D'abord, on part d'un paradigme éprouvé. Le test Machines à sous est adapté du protocole publié par Daw et al. en 2006 et rejoué récemment par Zhang et al. en 2025. Il met le candidat face à un environnement de décision séquentielle où la qualité des options change continûment, et où le changement suit certes une règle humaine, mais quasiment impossible à deviner. Le format a été validé sur des dizaines de configurations dans la recherche académique.
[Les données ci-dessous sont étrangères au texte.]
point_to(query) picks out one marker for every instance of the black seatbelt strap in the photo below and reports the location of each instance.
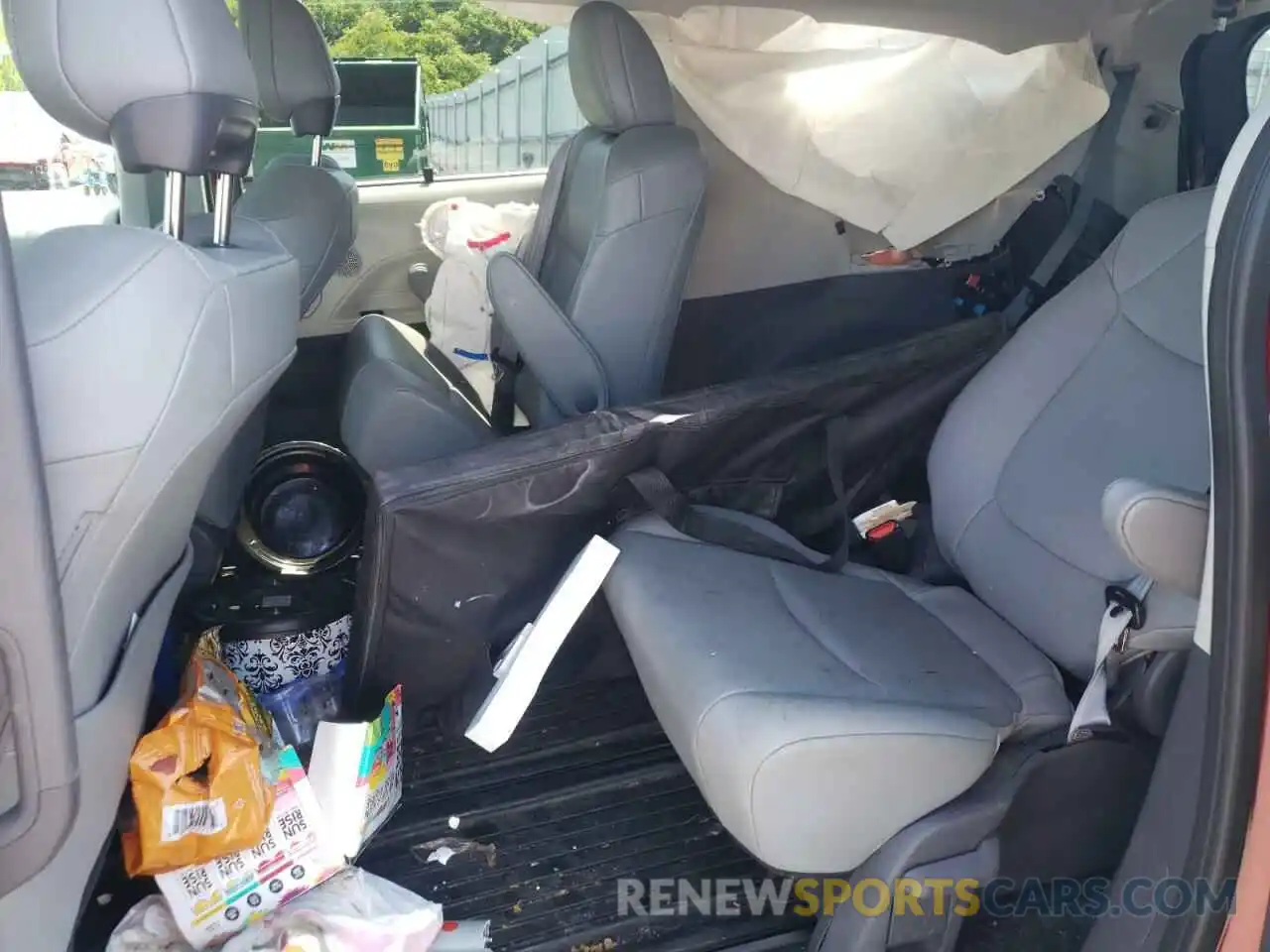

Ensuite, on confronte ce paradigme aux modèles récents. Avant qu'un test ne soit présenté à un candidat humain, on le rejoue contre Claude, GPT, Gemini dans des conditions documentées et contrôlées. C'est la seule manière de savoir où l'écart humain-IA se cristallise sur les modèles que les recruteurs et leurs candidats ont sous la main. Les benchmarks pour Machines à sous sont en cours de mesure (calibration mai 2026).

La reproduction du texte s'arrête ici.